Бабушка также перевезла в Цзиньчжоу горячо любимую сестру Лань. В Исяне Лань вышла замуж за человека, который оказался гомосексуалистом. Он предложил жену своему богатому дяде, на чьем маслоочистительном заводе работал. Дядя изнасиловал нескольких женщин в доме, включая и юную внучку. Но он был главой семьи и обладал неограниченной властью, Лань не посмела сопротивляться. Но когда муж предложил ее деловому партнеру своего дяди, она взбунтовалась. Бабушке пришлось заплатить мужу сестры выкуп, чтобы он отпустил ее (это действие называлось «сю»), потому что женщина не имела права просить о разводе. Бабушка привезла Лань в Цзиньчжоу, где ее вновь выдали замуж за человека по имени Пэй — о.
Пэй — о служил тюремным надзирателем. Супруги часто навещали бабушку, и от историй Пэй — о волосы у моей мамы становились дыбом. Тюрьма была до отказа набита политическими заключенными. Пэй — о часто рассказывал об их храбрости, о том, как они проклинали японцев, даже когда их пытали. Пытки применялись регулярно, и узников никто не лечил. На гноящиеся раны никто не обращал внимания.
Доктор Ся вызвался лечить заключенных. Во время одного из первых посещений Пэй — о представил его своему другу по имени Дун, палачу, работавшему на «удавке»: казнимого привязывали к стулу, а шею обвязывали веревкой, которую медленно затягивали. Смерть была долгой и мучительной.
Доктор Ся знал от свояка, что Дуна терзает совесть и перед тем, как задушить человека, он напивается. Доктор Ся пригласил палача к себе, кое — что ему подарил и предположил, что веревку, быть может, не обязательно затягивать до конца. Дун сказал, что подумает. Обычно при казни присутствовал японский конвоир или пользующийся доверием коллаборационист, но иногда, если жертва не была важной персоной, японцы не появлялись. Иногда они уходили прежде, чем человек умирал. Тогда — то, намекнул Дун, он и может остановить удавку.

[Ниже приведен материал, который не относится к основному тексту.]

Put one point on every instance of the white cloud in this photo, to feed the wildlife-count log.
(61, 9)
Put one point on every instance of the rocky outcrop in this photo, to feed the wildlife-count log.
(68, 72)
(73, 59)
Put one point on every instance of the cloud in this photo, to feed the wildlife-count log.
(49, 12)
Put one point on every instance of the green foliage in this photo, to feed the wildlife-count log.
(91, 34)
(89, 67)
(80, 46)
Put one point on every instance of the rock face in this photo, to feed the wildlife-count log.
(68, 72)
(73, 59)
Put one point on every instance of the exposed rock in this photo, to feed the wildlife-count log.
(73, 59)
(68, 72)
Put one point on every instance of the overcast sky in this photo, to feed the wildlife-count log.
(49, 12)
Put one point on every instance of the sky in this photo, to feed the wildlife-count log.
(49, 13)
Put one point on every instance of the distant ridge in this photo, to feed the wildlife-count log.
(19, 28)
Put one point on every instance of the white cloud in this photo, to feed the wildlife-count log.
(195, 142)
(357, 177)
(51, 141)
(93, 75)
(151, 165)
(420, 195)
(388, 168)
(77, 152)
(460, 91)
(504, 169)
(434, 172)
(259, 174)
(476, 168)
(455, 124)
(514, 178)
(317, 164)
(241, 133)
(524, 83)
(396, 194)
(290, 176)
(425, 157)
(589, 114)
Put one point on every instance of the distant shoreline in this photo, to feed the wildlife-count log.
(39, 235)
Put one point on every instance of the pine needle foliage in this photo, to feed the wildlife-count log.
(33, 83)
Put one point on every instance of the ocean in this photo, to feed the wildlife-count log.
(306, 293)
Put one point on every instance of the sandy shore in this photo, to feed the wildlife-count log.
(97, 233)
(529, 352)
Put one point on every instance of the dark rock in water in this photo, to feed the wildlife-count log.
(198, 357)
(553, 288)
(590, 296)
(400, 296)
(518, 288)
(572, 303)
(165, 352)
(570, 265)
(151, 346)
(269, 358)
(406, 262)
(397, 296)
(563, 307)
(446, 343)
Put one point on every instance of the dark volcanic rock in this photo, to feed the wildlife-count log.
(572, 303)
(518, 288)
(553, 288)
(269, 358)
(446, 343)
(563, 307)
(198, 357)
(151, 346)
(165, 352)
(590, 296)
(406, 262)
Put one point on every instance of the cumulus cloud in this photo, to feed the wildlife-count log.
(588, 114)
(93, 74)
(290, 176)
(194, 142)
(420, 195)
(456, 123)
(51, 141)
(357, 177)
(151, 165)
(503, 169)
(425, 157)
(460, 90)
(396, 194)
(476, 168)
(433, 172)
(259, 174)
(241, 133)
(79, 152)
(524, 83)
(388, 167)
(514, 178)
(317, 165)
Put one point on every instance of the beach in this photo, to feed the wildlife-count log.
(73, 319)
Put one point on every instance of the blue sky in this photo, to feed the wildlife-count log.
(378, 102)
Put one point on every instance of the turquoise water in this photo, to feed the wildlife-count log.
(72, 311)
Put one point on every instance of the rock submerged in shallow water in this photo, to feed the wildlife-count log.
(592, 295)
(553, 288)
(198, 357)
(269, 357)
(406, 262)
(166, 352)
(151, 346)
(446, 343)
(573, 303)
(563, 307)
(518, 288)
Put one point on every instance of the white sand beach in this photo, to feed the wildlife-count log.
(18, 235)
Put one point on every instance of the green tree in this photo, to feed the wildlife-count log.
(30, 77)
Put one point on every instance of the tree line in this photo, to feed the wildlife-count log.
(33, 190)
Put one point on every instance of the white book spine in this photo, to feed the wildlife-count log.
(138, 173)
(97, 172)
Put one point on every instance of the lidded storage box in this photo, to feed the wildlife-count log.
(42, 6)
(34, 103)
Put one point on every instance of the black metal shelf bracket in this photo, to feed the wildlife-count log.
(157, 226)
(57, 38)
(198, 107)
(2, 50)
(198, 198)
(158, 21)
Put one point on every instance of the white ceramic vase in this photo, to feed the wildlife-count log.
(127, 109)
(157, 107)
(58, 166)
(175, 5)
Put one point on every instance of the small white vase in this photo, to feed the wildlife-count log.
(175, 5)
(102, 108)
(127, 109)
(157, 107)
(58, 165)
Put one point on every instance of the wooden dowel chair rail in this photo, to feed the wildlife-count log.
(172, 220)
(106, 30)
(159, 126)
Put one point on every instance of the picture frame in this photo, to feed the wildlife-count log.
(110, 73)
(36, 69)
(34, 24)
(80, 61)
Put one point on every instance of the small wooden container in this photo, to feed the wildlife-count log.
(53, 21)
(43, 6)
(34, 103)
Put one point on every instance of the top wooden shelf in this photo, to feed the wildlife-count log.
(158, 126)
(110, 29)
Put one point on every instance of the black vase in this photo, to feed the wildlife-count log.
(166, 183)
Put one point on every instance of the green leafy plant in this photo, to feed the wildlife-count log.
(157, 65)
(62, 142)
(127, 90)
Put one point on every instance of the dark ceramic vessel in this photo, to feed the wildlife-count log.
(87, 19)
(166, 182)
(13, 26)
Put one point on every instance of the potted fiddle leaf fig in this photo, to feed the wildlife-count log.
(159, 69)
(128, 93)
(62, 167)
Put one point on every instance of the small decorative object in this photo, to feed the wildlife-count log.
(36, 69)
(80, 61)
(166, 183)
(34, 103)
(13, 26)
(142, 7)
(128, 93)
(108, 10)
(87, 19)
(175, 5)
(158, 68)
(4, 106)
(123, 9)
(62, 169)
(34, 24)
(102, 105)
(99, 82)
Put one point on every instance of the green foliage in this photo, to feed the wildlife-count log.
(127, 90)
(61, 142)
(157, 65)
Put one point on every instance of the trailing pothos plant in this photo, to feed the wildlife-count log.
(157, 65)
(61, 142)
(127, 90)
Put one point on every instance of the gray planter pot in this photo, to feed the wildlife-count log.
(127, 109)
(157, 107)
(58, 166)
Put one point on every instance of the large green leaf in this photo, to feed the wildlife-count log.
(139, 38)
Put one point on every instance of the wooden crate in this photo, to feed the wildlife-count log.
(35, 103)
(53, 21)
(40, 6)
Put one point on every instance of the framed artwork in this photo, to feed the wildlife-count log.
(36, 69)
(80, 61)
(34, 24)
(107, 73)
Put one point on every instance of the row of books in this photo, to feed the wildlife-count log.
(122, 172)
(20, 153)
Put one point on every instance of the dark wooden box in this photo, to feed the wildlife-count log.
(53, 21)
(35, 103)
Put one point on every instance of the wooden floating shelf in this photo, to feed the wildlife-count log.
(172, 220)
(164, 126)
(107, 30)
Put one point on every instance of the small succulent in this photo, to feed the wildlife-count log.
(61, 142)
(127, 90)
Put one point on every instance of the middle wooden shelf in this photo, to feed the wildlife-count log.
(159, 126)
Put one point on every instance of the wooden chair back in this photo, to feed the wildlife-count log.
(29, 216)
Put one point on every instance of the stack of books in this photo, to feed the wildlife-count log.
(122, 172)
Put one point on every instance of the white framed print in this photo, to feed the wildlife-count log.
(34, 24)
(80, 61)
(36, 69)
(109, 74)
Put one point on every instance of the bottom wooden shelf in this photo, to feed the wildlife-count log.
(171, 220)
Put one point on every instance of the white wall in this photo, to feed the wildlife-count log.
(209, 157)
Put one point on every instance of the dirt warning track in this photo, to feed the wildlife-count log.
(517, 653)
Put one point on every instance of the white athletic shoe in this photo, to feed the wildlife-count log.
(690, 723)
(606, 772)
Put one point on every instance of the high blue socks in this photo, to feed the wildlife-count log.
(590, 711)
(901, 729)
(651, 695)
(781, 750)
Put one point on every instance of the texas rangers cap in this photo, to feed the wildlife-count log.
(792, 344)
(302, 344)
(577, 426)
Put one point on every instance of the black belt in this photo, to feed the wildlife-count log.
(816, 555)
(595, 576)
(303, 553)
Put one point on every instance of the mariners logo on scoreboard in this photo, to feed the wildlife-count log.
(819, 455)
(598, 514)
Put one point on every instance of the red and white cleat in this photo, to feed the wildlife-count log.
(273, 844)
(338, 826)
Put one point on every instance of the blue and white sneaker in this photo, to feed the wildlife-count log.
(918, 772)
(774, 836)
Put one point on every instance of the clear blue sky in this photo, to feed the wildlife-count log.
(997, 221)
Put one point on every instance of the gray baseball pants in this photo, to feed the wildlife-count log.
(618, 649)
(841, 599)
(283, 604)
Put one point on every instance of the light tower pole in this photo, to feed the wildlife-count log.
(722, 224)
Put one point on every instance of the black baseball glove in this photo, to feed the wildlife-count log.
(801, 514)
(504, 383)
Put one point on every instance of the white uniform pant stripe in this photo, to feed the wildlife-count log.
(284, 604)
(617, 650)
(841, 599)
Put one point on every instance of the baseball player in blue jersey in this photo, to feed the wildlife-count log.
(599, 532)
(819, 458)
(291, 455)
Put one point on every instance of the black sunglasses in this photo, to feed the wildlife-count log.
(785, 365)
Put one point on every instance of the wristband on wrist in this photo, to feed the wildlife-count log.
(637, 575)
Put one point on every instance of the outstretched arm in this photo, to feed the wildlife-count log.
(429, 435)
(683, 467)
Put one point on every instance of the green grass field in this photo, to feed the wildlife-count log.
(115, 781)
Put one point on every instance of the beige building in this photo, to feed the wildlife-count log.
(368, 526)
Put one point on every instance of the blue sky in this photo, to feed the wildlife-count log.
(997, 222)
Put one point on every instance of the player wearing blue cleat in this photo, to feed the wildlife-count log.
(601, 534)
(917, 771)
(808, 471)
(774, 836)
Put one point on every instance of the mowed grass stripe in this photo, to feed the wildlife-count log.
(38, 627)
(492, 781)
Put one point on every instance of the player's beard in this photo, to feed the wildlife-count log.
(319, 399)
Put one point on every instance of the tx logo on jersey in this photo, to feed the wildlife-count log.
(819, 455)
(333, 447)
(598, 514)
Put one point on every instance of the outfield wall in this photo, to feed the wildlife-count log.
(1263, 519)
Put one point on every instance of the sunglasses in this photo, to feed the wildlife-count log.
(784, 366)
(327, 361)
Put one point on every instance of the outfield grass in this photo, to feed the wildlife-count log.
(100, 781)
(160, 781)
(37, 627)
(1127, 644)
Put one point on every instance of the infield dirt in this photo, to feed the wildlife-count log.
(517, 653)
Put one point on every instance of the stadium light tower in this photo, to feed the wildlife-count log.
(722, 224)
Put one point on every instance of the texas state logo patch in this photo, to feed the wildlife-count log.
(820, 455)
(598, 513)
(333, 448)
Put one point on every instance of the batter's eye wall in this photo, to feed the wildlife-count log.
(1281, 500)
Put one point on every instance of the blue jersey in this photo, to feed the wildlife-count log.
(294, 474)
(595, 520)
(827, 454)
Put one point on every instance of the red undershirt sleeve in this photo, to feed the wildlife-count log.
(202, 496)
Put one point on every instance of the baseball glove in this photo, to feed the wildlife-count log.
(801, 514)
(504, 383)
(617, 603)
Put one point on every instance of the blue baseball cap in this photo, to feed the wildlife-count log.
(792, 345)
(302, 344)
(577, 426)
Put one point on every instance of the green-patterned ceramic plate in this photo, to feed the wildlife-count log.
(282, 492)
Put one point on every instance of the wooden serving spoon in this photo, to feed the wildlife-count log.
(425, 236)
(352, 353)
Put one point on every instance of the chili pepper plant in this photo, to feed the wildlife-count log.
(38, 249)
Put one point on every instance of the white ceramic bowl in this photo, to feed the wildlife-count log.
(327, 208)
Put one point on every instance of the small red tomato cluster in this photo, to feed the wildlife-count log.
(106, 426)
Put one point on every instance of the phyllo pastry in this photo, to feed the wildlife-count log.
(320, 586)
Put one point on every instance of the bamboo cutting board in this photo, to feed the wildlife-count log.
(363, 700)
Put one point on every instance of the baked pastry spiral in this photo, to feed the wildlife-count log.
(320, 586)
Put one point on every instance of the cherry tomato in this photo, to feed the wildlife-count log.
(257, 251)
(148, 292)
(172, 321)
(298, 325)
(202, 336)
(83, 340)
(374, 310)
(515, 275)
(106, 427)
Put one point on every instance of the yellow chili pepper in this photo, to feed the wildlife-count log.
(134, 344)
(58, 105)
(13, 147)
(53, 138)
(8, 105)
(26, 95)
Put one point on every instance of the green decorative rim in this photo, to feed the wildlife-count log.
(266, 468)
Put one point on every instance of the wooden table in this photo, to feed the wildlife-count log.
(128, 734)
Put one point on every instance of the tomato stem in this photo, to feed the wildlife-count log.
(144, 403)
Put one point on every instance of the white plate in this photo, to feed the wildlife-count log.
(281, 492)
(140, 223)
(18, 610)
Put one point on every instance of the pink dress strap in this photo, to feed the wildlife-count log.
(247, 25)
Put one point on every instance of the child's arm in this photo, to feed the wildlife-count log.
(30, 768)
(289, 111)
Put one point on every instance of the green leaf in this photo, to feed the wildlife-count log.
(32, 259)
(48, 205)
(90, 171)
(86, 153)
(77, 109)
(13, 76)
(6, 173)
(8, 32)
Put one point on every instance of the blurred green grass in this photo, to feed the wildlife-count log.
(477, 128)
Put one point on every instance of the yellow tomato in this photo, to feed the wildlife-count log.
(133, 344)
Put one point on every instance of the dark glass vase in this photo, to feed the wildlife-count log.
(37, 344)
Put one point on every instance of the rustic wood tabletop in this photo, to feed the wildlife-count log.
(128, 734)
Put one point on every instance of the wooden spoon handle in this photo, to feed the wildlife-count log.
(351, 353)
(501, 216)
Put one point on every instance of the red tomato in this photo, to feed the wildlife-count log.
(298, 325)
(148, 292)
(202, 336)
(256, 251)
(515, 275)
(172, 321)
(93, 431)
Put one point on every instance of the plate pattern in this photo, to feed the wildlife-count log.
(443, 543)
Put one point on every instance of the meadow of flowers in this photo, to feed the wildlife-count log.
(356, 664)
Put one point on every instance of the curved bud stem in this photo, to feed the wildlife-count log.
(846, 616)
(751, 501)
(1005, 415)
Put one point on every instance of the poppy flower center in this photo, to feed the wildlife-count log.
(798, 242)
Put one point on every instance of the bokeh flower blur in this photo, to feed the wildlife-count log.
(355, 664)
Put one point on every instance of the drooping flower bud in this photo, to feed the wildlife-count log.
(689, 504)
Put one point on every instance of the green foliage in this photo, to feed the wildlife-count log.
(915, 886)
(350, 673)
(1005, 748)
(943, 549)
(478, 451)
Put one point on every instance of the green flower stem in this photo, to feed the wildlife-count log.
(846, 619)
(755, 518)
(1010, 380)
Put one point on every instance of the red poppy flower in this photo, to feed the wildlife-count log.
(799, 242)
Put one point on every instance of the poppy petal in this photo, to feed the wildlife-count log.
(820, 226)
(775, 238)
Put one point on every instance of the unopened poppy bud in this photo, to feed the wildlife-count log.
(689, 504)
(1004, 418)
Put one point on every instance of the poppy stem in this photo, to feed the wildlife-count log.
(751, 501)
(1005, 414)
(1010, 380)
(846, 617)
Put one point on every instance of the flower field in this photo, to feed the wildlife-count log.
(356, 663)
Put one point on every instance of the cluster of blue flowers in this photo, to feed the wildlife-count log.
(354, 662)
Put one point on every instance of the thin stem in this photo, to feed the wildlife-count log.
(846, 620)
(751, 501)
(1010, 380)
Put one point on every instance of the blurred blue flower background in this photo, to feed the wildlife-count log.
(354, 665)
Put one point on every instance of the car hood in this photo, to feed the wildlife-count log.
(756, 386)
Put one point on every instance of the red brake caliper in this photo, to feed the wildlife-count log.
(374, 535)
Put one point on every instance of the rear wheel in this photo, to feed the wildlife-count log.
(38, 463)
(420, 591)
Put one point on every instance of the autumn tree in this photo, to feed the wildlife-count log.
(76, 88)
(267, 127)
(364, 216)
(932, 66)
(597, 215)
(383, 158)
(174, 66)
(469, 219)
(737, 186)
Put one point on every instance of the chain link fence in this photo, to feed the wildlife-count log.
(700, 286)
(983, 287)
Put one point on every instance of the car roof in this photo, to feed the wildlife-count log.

После казни тела заключенных клали в дощатые ящики, вывозили на телеге на далекий пустырь под названием Южный холм и сваливали в мелкий ров. Место кишело дикими собаками, поедавшими трупы. Часто в ров бросали и новорожденных девочек, убитых, по обычаю того времени, собственными родственниками.
Доктор Ся завязал дружбу со старым возницей и давал ему деньги. Порой возница заходил в кабинет и заводил с доктором бессвязные, на первый взгляд, разговоры, но в конце концов заговаривал о кладбище: «Я сказал душам мертвых, что не по моей вине они нашли там свой приют. Сказал, что я — то хотел им только добра: «В будущем году прилетайте, души, на свою годовщину. Но пока, если вы хотите подобрать себе тело получше, летите туда, куда повернуты ваши головы. Это правильный путь»». Дун и возница никогда не говорили между собой о том, что они делают, и доктор Ся так и не узнал, скольких людей они спасли. После войны спасенные «трупы» сложились и собрали Дуну денег на дом с земельным участком. Возница к тому времени умер.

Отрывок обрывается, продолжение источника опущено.